RESINS AND SELF-REPAIRING CONCRETE
Not all fields of research are focused exclusively on sustainability and energy efficiency. The University of Alicante has recently presented a transparent and flexible resin able to self-repair after being cut with scissors. Simply put the two parts in contact to rejoin it in about 15 seconds. In addition, it also has shape memory, so whether it is crushed or manipulated, it regains its original shape in a few seconds. It is a material that is still experimental but that could have multiple applications in construction, such as in enclosures, building joints or even combined with other materials.
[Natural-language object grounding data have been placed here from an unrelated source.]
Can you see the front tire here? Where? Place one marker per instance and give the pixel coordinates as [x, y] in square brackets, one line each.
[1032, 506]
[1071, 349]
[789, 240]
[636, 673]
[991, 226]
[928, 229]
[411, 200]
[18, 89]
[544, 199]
Along the same path have been researchers from the Technological University of Delft that has developed a bio-concrete capable of self-repair. The process is reminiscent of the Biomason bricks. It consists of introducing into the concrete a new additive composed of small capsules containing bacteria and calcium lactate, when the capsules are broken (by the action of water that penetrates the cracks) the activity causes a chemical reaction that creates solidified limestone and insoluble. In the event of cracks in the concrete, this process would be activated that would fill and repair them. This bio-concrete has already been successfully tested at a lifeguard station in the Netherlands.
Energy efficiency in construction is becoming little by little an obsession. Solar paint is still in development but, at the University of Sheffield, they have created the first spray capable of transforming any type of surface into a solar energy panel thanks to a mineral called perovskite, which has the property of absorbing light. Its efficiency is 20% compared to 25% achieved by silicon solar panels, but this lower efficiency makes up for it with its easy application on practically any surface imaginable. Another advantage is the ability to generate power even in low light conditions and lower cost than the photovoltaic panel. Undoubtedly this painting would eliminate many barriers when it comes to the implementation of photovoltaic systems.
Many of these materials are already available but are either unknown or do not generate enough confidence in architects and builders. Although for now nobody forces us to use new materials or construction systems, it seems that the future of architecture, construction and all materials and systems involved is linked to accessibility for all, sustainability and respect for the environment.